El conflicto suscitado por los arrianos proporcionará una magnífica
ocasión al obispo de Alejandría, Atanasio, para hacer uso de ese derecho de
apelación. En el año 339 este implacable adversario de los seguidores de Arrio
había sido depuesto. Fue a Roma a presentar su protesta y reclamar justicia.
Julio convocó un sínodo que rehabilitó a Atanasio y condenó a sus acusadores.
Pero éstos volvieron a la carga con tal vehemencia que el Papa juzgó oportuno
examinar nuevamente la causa y permitió que otro sínodo, reunido en Sárdica, se
ocupara de ello. Esta asamblea confirmó la condena anterior. Sin embargo,
Atanasio no pudo volver a su sede de Alejandría, ocupada por el arriano
Gregorio de Capadocia, hasta tres años después. Todo ese tiempo estuvo exiliado
en el sur de la Galia y, al cabo, regresó a su diócesis pasando por Roma, donde
el Papa Julio le entregó una carta de recomendación para las provincias de
Oriente.
El interés de todo este episodio radica en los argumentos que se
utilizaron para apoyar las prerrogativas del primado de Roma, poco antes del
sínodo de Sárdica, en el intercambio de escritos que hubo entre Julio I y las
jerarquías de Oriente:
«Aun admitiendo y expresando su respeto por
el papel preeminente de la sede romana, los obispos orientales niegan a la
Iglesia de Roma el derecho de darles órdenes. La importancia de una Iglesia no
se mide por la dimensión de la ciudad en que se encuentre. ¿Por qué ha de
inmiscuirse el Occidente en las cuestiones privativas de las diócesis de
Oriente? Antiguamente, el Oriente aceptó sin discutir las sentencias de
Occidente sobre los problemas planteados por Novaciano y Pablo de Samosata. De
ahora en adelante será distinto. Y empeñarse en lo contrario supondría la
ruptura.»
El obispo de Roma insistió con firmeza:
«¿No sabéis que la costumbre manda contar
con nosotros, en primer lugar, para que la justicia se administre desde aquí?»

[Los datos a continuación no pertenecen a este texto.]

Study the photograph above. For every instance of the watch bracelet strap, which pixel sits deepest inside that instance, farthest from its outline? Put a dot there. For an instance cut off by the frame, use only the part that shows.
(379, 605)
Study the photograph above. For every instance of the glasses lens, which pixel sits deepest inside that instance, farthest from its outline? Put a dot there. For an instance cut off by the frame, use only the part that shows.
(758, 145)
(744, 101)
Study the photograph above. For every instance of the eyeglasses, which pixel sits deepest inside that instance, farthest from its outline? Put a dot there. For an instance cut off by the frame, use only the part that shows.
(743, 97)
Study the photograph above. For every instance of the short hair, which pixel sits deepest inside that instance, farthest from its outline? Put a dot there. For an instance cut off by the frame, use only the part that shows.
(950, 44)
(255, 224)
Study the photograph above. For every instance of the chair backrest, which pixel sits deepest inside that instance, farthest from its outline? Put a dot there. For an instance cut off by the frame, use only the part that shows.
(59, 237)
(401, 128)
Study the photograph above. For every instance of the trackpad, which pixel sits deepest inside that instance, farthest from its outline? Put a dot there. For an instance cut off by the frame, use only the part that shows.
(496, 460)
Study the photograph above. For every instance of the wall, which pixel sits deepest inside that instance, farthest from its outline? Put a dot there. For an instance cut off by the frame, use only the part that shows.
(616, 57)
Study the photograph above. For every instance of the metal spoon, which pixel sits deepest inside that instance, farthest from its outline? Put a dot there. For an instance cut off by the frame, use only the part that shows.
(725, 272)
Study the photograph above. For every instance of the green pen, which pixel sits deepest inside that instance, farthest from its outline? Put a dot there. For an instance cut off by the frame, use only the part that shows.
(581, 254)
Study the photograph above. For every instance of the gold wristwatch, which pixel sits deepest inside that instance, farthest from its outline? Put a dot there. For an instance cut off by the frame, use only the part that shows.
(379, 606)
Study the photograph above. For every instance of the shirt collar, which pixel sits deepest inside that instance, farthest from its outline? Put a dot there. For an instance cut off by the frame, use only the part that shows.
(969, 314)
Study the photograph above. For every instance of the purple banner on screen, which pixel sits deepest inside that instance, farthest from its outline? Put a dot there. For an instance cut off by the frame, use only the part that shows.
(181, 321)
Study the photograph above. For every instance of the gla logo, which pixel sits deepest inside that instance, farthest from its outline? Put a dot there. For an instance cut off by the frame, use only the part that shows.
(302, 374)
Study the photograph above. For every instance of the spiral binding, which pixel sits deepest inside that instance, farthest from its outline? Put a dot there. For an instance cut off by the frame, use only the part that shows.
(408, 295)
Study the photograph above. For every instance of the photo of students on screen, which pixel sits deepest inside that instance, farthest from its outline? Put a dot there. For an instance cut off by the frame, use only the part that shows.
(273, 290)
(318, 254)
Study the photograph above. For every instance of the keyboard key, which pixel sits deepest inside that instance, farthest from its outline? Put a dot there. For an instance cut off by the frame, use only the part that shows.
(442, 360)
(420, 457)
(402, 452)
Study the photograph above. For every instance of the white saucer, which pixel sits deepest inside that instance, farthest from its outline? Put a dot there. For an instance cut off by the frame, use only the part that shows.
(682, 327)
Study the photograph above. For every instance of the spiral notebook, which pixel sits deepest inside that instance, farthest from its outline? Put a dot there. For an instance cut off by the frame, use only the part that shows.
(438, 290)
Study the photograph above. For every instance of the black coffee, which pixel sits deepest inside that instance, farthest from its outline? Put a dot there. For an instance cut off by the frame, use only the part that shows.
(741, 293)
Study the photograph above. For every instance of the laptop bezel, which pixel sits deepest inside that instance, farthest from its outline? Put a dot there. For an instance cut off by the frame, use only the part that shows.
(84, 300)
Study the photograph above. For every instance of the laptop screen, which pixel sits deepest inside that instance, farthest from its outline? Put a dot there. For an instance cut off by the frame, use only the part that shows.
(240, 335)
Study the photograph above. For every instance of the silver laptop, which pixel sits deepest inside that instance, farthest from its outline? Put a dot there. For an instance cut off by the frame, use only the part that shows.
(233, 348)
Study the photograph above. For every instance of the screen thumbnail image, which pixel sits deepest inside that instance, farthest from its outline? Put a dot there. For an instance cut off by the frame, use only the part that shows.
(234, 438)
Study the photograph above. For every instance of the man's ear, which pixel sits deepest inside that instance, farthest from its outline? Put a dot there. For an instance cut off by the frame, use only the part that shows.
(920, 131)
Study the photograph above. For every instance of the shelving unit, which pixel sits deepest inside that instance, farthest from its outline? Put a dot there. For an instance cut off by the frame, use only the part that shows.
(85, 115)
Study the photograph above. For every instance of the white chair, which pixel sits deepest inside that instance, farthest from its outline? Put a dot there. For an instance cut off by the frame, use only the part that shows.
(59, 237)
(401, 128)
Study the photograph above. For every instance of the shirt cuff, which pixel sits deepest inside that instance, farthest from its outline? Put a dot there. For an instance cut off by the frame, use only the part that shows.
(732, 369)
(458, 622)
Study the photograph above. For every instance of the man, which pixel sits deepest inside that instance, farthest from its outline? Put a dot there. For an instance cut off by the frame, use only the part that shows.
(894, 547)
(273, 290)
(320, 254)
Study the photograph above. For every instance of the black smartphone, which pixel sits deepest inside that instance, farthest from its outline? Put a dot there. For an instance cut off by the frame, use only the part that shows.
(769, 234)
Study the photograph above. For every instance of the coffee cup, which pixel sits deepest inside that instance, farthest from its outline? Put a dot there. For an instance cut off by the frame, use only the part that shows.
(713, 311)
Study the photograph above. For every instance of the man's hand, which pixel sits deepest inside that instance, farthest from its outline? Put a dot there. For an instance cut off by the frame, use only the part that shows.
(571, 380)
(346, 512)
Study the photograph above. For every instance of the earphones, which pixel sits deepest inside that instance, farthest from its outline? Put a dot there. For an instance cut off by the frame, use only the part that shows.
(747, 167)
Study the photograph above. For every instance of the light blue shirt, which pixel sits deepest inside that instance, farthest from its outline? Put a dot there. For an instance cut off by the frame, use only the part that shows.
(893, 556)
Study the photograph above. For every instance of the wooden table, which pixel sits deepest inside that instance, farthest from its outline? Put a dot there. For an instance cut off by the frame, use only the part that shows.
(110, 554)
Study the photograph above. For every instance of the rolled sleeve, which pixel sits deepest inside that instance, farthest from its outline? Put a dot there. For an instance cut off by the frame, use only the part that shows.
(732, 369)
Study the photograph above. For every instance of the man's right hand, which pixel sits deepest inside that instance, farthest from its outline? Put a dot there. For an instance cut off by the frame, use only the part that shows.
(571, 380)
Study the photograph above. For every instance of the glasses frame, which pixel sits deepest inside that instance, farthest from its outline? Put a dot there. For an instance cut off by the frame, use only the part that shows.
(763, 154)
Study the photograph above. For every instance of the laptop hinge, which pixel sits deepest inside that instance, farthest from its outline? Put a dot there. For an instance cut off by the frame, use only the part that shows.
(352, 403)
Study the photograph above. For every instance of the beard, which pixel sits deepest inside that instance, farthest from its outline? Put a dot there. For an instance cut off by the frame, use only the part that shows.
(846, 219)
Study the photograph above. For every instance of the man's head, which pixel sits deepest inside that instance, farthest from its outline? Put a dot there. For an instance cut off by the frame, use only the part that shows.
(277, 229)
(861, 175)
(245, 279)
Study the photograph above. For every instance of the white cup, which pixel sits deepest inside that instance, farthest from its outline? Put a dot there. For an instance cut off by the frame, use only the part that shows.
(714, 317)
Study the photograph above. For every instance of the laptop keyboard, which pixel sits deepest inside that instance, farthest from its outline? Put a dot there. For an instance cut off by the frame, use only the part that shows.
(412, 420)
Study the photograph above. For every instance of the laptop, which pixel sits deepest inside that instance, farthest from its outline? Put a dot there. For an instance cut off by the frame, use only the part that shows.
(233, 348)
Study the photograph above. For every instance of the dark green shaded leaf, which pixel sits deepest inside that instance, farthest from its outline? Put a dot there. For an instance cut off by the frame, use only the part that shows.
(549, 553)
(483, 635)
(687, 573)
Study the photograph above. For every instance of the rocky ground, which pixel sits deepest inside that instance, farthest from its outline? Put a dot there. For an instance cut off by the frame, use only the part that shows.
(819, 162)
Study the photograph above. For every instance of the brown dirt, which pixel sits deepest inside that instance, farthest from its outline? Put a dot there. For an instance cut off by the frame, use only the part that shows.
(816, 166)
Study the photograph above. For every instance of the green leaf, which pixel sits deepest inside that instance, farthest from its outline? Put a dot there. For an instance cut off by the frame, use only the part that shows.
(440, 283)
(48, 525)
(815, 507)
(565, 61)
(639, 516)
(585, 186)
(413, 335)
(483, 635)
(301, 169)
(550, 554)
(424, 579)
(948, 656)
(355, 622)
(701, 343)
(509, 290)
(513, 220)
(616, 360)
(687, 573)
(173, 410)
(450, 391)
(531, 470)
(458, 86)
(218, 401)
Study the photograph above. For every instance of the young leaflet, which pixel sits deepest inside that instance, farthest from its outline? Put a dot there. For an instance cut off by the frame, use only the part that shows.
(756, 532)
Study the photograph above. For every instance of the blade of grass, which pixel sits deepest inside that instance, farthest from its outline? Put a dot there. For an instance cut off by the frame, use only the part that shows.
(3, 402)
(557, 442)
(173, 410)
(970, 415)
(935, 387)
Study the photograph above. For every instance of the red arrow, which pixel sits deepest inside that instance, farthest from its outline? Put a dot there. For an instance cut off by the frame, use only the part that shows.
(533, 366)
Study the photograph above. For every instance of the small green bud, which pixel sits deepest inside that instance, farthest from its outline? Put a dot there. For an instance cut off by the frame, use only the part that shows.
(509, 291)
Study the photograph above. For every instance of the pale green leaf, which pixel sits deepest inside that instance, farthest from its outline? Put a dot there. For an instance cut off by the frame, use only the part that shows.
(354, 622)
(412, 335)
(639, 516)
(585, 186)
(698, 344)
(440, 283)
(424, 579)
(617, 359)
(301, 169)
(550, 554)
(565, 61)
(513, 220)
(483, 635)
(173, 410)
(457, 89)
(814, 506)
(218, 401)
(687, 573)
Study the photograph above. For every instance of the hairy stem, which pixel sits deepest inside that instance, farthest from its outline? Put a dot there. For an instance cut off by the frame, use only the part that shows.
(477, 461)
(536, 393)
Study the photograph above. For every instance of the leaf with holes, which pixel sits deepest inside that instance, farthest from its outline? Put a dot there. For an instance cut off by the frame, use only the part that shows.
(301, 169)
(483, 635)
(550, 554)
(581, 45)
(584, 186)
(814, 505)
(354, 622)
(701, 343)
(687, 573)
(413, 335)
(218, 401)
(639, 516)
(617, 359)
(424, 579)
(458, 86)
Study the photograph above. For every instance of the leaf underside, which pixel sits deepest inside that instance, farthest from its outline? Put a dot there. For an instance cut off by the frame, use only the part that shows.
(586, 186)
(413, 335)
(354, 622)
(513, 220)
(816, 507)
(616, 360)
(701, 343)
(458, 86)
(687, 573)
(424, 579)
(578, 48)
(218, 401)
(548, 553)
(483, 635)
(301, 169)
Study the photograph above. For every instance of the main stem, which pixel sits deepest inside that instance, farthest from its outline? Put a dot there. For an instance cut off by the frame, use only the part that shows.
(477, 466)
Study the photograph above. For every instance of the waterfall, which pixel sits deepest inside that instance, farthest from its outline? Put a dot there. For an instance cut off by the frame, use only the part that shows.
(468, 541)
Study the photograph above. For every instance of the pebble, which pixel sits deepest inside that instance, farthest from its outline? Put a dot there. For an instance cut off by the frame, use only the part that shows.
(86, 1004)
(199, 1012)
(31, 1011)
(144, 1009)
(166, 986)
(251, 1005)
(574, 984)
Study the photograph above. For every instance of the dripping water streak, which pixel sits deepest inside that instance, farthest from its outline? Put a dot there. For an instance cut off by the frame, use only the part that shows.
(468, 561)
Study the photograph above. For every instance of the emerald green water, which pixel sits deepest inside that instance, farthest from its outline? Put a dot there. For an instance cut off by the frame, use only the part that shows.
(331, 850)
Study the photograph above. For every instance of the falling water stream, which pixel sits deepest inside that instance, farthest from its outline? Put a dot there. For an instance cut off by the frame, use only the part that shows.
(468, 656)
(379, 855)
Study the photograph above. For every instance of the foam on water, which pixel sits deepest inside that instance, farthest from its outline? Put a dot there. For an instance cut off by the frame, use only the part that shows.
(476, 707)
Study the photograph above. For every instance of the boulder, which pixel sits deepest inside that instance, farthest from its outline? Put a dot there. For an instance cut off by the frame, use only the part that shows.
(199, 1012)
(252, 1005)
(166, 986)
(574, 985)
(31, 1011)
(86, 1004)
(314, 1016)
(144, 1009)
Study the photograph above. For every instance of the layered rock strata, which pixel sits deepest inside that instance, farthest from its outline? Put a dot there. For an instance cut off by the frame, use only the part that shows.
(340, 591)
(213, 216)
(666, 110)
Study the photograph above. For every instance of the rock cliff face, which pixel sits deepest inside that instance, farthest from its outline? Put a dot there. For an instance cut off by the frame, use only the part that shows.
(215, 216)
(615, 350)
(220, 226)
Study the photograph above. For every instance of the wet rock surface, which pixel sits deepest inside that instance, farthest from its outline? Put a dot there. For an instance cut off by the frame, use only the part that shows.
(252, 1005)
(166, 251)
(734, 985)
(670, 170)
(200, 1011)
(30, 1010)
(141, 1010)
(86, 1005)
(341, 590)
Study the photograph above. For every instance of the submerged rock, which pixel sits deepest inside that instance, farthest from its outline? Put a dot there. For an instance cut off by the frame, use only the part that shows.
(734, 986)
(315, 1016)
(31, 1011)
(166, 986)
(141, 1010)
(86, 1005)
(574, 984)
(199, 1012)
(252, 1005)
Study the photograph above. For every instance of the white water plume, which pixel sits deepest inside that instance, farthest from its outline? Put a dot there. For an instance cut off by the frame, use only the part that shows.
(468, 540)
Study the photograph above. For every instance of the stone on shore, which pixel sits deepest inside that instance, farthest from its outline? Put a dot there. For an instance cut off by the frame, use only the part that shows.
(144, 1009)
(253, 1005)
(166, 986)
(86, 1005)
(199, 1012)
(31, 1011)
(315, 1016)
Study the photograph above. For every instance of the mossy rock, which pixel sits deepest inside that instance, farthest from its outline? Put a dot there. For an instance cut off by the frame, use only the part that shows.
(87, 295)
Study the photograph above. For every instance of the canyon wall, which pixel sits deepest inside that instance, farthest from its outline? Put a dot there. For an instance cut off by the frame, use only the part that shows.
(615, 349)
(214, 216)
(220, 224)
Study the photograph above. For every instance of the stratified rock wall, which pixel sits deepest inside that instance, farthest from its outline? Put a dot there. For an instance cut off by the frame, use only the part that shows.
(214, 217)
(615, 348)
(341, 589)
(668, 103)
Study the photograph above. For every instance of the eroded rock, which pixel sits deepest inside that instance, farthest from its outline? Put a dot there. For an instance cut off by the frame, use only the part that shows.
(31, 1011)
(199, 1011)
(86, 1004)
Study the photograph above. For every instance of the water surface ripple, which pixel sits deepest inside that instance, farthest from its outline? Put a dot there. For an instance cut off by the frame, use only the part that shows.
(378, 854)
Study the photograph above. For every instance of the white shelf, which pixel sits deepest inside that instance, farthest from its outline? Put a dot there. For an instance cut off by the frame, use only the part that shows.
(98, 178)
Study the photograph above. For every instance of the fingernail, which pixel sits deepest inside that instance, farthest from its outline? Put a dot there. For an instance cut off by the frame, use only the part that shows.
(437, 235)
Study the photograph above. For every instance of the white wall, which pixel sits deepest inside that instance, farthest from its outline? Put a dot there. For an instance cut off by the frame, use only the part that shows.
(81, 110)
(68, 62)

Estos dos párrafos son interesantes porque revelan la concepción que
ambas partes tenían acerca de los derechos del obispo de Roma. El Oriente se
imagina que el Papa fundamenta su potestad en el prestigio de la ciudad en que
tenía su sede. Y el pontífice, por su parte, no apela a su condición de sucesor
de san Pedro -que será luego el argumento decisivo- sino, simplemente, a la
costumbre.
Después de las tensiones originadas por este enfrentamiento, las
aguas volvieron a su cauce... en apariencia. El Papa murió el 12 de abril del
352 sin poder imaginar que el conflicto en torno a Atanasio se recrudecería con
mayor violencia en los años siguientes, bajo su sucesor, Liberio (el primer
papa que no será reconocido como «santo» por la tradición posterior).